Goldenrod is the state flower of South Carolina. It was chosen as the official state flower of South Carolina in 2003. It was the outcome of the efforts by the state wildflower Chairman for the Garden Club of South Carolina.Soldiago gigantean is the scientific name of Goldenrod. When the small flowers blossom in summer and early fall, yellow fields appear all over South Carolina. Butterflies and bees are attracted by the bright flowers. These insects pollinate the plant and feed on the sweet nectar of this flower. Goldenrod is also the state flower of Nebraska and Kentucky.
State Flower of South Carolina Facts:
- Common Name: Goldenrod, Giant Goldenrod, Late Goldenrod, and Smooth Goldenrod
- Genus: Solidago
- Species: gigantean
- Found in: all over South Carolina
- Plant Height: 2 m
- Color: Golden Yellow
- Number of petals: 7-15
- Flower Height: 200 cm
- Period of blooming: summer and early fall
- Purpose: Decoration, Food and herbal value
The plant of Goldenrod flower can reach up to 8 feet tall. It grows all over South Carolina. Previously, Bluegrass was the State Flower of South Carolina even though it’s grass. It is not a flower. More than 30 species of beautiful Goldenrod grows in South Carolina. As these flowers are all over the state, so ultimately it was elected as the State Flower of South Carolina. Solidagogigantea is also known as Giant Goldenrod, Late Goldenrod, and Smooth Goldenrod. The name Solidago is Latin It means to make whole or heal. This flower has medicinal qualities. Gigantea means very large or belonging to the giants. The Goldenrod flower contains many parts.
Goldenrod is yellow in color, however, sometimes it has creamy or white rays. Goldenrod has about 10-17 tiny rays. The bracts are stable, green, and rounded. Goldenrod inflorescence is a 10 inches open scattering bunch with the crowns typically along one side. Goldenrod flower groups are habitually gathered on the top edge of the branches close or at the topside of the plant.
The Goldenrod flower heads blossom in a wide pyramidal cluster, extended or flattish clusters. Goldenrod flowers blossom during July-October. Goldenrod’s cultivated varieties are typically smaller and they harvest more flowers that lives longer. They can spread less destructively than any wild plant. Moreover in the garden, goldenrods are repeatedly used in floristry for the ground work of various bouquets, floral preparation and garlands. Goldenrod’s young leaves and seeds are edible. Flowers are also edible, but they are more frequently used for the tea preparation. Goldenrods are needed for the production of dark-colored, wonderful honey. Goldenrods add beauty to fields, roadsides, and salt marshes.

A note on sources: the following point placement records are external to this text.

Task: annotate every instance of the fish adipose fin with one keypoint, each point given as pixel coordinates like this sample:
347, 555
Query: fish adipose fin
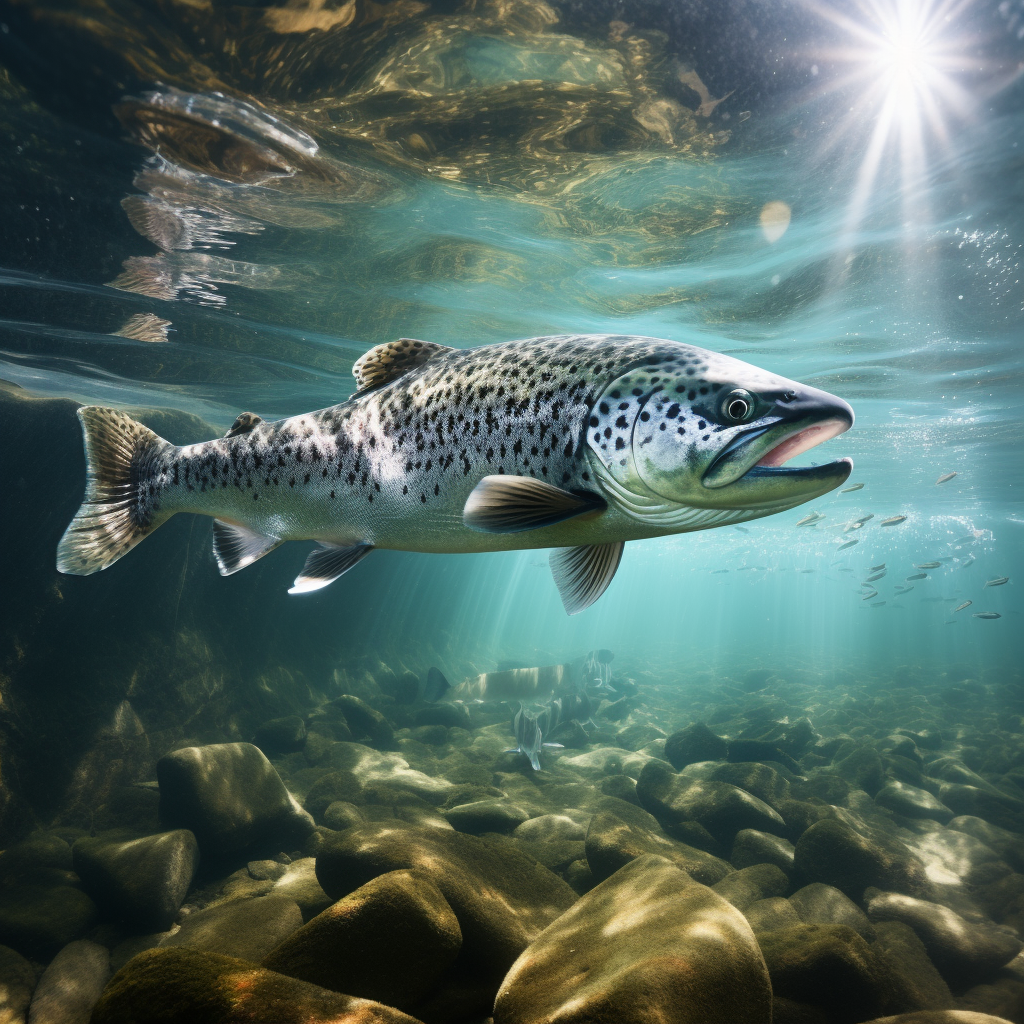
387, 363
503, 504
583, 573
114, 516
243, 424
327, 563
236, 547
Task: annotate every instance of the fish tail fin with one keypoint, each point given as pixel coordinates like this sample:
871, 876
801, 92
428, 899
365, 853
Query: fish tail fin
118, 510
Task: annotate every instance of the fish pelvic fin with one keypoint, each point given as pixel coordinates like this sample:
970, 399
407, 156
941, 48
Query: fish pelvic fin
583, 573
236, 547
117, 512
326, 563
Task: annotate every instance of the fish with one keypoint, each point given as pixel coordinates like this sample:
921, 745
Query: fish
577, 442
893, 520
810, 519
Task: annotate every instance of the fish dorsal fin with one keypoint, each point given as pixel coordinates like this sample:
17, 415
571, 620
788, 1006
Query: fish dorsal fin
326, 563
583, 573
503, 504
386, 363
243, 424
236, 547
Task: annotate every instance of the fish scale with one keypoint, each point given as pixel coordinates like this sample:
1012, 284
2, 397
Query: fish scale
578, 442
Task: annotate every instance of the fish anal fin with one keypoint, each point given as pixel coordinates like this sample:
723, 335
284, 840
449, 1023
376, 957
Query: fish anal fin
583, 573
243, 424
386, 363
504, 504
236, 547
326, 563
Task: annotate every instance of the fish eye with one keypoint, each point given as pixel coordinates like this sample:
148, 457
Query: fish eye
737, 406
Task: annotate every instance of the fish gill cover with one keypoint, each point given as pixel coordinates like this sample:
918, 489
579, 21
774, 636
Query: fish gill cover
245, 244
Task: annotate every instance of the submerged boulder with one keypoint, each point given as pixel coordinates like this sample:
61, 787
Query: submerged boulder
141, 881
647, 945
391, 940
502, 897
230, 797
168, 986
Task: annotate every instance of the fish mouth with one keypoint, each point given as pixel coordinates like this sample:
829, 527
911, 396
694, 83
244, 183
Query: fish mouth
751, 469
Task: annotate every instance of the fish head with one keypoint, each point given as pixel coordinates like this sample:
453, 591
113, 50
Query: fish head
707, 431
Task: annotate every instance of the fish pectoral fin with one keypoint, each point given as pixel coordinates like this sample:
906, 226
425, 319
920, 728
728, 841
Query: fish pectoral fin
503, 504
236, 547
583, 573
387, 363
243, 424
326, 563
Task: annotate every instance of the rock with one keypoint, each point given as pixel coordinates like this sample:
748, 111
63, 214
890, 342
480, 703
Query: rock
248, 929
39, 920
366, 721
449, 715
170, 986
340, 814
646, 945
695, 742
612, 842
282, 735
752, 884
486, 815
502, 898
17, 981
829, 966
821, 904
965, 953
71, 985
912, 802
551, 827
833, 852
721, 808
916, 982
771, 914
230, 797
141, 881
391, 940
753, 847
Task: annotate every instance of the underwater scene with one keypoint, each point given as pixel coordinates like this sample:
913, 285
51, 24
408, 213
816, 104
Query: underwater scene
641, 384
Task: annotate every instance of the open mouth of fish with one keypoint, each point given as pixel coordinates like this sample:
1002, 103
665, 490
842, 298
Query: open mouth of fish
753, 465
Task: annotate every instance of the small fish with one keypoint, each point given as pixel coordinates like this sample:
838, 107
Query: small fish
810, 518
397, 465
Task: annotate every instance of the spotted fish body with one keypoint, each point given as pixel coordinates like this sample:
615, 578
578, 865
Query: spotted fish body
577, 442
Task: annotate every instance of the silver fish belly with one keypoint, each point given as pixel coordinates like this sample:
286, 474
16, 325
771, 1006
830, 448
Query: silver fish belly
578, 442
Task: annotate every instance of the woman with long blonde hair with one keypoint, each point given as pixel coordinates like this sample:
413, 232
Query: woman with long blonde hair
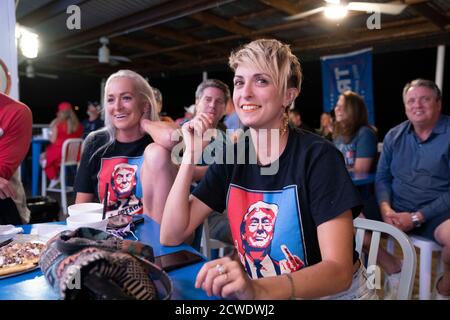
112, 159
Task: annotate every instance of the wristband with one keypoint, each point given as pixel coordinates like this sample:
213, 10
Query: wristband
291, 280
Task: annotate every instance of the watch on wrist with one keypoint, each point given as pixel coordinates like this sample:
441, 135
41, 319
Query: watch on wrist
416, 220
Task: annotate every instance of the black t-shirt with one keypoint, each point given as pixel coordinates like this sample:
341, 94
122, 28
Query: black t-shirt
118, 165
274, 218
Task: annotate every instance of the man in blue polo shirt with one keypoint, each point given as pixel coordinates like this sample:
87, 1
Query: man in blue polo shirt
413, 175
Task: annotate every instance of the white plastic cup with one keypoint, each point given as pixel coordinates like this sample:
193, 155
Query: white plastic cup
46, 133
84, 208
92, 220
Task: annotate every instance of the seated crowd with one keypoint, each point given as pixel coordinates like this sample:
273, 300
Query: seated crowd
280, 194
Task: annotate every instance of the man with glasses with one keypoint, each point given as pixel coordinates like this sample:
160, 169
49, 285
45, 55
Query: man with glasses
413, 175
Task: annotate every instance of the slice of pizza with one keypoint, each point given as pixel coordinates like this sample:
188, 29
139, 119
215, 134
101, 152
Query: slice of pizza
19, 256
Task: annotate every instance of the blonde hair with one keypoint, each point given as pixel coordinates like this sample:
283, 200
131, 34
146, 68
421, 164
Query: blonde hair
357, 117
272, 57
142, 87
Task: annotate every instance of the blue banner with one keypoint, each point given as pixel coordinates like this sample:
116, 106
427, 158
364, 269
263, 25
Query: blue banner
350, 71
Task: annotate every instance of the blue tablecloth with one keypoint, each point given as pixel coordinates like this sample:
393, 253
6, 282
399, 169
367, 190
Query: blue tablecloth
33, 285
360, 179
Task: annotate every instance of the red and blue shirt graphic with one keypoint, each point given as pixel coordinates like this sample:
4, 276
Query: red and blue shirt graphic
123, 178
266, 230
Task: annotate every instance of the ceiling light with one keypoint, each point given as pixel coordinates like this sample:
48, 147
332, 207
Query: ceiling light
28, 42
335, 12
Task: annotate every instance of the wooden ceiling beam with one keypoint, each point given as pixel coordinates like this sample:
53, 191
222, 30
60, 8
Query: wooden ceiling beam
255, 15
178, 36
228, 25
48, 11
167, 11
369, 37
289, 7
145, 46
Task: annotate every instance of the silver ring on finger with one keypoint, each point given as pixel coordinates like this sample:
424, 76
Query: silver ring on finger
221, 269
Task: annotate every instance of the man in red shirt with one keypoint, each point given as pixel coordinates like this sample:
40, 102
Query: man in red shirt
15, 137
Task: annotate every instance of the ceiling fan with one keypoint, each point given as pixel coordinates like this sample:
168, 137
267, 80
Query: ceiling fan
103, 56
338, 9
31, 73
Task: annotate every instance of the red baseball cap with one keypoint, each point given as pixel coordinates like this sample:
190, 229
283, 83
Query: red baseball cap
63, 106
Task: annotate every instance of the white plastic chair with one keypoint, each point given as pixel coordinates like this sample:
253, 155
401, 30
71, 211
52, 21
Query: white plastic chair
71, 153
207, 244
409, 253
426, 247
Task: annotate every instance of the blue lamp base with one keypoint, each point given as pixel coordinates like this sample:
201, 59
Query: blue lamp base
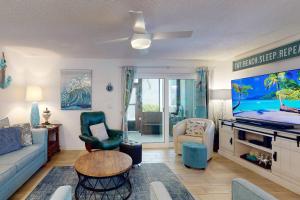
35, 115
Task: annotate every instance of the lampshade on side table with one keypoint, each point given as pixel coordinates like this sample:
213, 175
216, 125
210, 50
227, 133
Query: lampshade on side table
34, 94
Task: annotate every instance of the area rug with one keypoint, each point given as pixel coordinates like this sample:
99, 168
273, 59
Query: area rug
140, 178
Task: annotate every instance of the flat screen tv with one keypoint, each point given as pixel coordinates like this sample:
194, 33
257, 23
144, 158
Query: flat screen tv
271, 98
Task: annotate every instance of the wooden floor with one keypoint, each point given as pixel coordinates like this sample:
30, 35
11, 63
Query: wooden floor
214, 183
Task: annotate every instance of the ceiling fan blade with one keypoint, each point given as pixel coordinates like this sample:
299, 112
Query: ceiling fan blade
113, 41
138, 21
171, 35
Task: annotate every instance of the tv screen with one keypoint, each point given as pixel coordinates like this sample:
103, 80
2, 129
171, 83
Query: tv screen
271, 97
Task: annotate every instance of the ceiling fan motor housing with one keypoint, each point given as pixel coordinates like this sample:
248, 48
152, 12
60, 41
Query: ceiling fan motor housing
141, 40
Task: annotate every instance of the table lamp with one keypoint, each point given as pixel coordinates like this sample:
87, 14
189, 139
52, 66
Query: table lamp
34, 94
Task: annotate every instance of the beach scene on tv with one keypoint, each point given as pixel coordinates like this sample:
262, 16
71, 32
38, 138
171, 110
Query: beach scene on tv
271, 97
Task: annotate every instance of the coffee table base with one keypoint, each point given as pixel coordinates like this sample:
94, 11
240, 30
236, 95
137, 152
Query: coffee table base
106, 188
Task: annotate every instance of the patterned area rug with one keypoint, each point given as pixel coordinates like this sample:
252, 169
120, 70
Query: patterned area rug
140, 178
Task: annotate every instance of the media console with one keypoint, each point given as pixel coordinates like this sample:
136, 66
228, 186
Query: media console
278, 149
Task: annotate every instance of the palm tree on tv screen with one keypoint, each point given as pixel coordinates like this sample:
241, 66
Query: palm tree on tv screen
241, 90
275, 79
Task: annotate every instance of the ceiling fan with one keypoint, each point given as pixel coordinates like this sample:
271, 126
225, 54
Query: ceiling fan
141, 38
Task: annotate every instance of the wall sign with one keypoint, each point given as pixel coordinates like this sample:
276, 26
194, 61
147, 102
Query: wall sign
280, 53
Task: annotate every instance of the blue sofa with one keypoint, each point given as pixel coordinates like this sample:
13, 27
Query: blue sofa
18, 166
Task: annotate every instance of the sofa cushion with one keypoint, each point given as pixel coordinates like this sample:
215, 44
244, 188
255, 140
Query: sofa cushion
4, 123
187, 138
195, 127
22, 157
6, 172
26, 135
10, 140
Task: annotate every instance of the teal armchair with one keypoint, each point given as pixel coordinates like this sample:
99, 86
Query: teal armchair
91, 118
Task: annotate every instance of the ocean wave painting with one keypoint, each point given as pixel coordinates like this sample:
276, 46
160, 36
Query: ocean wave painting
76, 89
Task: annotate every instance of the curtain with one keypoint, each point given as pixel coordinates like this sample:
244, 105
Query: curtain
128, 74
202, 93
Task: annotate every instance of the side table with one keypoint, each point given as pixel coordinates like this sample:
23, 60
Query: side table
53, 139
133, 149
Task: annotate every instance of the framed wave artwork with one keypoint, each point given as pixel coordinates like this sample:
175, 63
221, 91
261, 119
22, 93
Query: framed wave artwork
76, 89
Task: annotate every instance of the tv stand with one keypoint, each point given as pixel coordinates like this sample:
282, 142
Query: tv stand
238, 139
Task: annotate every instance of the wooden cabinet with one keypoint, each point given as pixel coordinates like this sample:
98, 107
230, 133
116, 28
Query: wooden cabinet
286, 159
284, 151
226, 137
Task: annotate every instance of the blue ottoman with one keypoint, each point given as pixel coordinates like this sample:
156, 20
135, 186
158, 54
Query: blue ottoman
194, 155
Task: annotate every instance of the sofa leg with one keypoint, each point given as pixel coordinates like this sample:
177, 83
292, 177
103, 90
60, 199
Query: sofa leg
88, 147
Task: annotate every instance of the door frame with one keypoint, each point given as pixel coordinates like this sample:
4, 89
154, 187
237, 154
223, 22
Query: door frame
165, 92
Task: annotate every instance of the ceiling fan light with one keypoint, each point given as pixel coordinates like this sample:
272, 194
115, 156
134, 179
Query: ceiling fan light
140, 41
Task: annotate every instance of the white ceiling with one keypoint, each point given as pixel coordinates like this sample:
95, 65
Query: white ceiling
71, 28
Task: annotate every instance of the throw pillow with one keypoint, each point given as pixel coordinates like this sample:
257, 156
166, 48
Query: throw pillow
99, 131
26, 135
10, 140
4, 123
195, 128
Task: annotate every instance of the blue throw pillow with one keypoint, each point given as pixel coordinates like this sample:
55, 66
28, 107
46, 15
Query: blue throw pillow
10, 140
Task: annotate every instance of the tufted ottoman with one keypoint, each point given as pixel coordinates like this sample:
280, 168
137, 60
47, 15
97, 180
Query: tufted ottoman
194, 155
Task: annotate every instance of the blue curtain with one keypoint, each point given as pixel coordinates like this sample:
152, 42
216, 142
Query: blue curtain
128, 74
202, 93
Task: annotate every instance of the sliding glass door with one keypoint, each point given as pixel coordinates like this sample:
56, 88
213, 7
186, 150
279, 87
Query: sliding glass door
157, 104
145, 111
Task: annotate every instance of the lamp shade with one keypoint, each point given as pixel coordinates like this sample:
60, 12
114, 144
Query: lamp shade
221, 94
33, 93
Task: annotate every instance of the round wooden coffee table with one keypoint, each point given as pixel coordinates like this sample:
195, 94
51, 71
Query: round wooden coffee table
103, 175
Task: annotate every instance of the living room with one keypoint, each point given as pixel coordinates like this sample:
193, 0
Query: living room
149, 100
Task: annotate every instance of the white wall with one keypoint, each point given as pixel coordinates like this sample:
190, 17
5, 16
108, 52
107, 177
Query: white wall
45, 72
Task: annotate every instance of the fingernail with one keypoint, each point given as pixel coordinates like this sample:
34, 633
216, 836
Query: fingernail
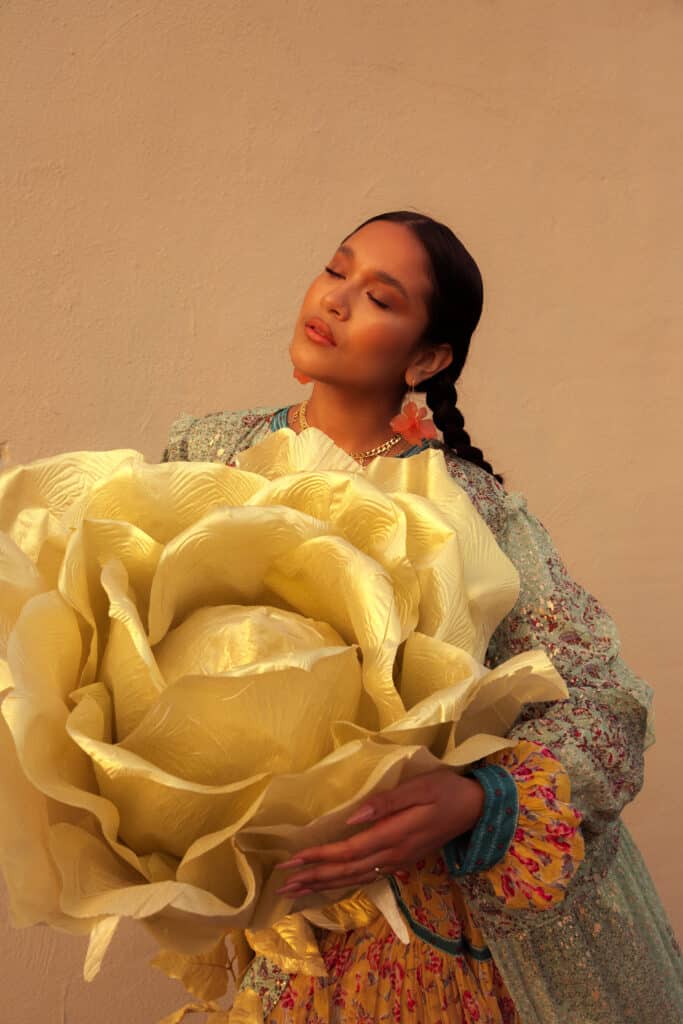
289, 888
364, 814
294, 862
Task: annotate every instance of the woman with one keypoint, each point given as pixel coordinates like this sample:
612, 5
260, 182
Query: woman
524, 895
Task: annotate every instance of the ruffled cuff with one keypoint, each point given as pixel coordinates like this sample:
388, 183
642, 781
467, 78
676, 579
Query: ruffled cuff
547, 847
487, 843
531, 863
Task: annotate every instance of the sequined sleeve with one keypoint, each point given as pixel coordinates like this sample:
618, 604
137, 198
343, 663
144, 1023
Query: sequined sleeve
599, 734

Thomas Edison extracted rubber from the leaves of goldenrods. Goldenrods were used as yellow dye source in the past. Native Americans chewed leaves of goldenrods to ease signs of toothache. They used root in treatment of painful throat and tea in cure of weariness. All portions of goldenrods that raise above the ground have medicinal properties. Leaves and flowers are particularly popular and habitually used in cure of kidney stones and urinary tract infections. Further, goldenrods are used in cure of internal bleeding, diabetes, hay fever, inflammation and indigestion. Goldenrod is lasting plant which means that it can live more than 2 years in the wild. To sum up, as goldenrod is a very beautiful and very useful flower it is naturally worthy of being the state flower of South Carolina.